Thats about two bundles right. We usally keep one and take the rest back. I always take the Brazilian woods back since there is no need to harbor it due to the impact of harvesting it. :thumbsup:


----------



## Zel1 (Mar 21, 2007)

I special ordered it. I dont think the store would take it back, but I could be wrong. I dont know if someone else would want it anyway because it would not be from the same lot as any made later. ???


----------



## yummy mummy (Sep 11, 2006)

I once saw on a decorating show, where they put it on a wall in a restaurant.
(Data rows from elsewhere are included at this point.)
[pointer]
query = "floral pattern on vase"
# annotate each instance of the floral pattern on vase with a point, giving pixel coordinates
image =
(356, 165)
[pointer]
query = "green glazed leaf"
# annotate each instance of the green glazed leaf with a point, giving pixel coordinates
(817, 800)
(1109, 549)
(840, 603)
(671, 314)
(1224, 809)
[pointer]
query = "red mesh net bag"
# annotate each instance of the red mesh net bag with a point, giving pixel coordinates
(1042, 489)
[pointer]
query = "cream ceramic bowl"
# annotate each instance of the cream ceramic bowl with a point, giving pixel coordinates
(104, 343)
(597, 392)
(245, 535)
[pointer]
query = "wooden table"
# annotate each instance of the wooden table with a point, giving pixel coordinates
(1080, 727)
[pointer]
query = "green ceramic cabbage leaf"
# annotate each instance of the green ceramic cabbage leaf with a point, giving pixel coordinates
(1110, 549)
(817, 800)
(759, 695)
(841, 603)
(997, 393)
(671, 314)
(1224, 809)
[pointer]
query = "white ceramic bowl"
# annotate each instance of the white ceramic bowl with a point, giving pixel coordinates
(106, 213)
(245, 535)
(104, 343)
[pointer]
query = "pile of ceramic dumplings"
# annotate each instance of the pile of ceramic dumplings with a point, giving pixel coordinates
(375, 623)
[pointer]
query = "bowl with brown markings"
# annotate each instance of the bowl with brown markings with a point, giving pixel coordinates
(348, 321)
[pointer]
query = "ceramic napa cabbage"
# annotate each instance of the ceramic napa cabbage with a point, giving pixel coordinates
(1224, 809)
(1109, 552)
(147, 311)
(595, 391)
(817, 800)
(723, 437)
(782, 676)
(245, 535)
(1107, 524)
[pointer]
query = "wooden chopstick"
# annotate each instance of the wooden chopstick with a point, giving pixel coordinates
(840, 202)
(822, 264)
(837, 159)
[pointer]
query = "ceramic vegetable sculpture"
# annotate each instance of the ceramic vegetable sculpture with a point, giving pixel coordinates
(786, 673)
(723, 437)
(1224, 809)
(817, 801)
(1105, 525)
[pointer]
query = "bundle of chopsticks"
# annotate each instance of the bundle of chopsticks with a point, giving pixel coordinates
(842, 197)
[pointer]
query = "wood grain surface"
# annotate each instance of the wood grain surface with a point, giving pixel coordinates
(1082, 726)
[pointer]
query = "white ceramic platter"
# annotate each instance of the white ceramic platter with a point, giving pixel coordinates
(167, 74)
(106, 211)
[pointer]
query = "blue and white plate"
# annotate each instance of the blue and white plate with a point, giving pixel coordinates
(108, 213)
It was only one wall, and it looked really nice.


----------



## Jeekinz (Jan 29, 2007)

Maybe sell it on Craigslist. That's enough for a small foyer or bathroom.


----------



## ocoee (May 31, 2007)

I have about the same amount left over
I'm going to try to use it on the kitchen counter top in my "shed"


----------



## Darylh (Jan 2, 2006)

Here is some idea's using it inlaid:
Serving trays, coasters,wall plaques,a feture in a floor,cabinet doors or drawer fronts, Man oh Man the idea's are endless.


----------



## Zel1 (Mar 21, 2007)

:thumbsup:


----------



## rolldodge (Jun 28, 2007)

Planter boxes too.

Or you can donate it to habitat for humanity!


----------



## WILDLILY (Aug 10, 2007)

You could cover the top to an old desk. I did this with leftover vinyl wood pattern and put a glass top on it. It looks great.


----------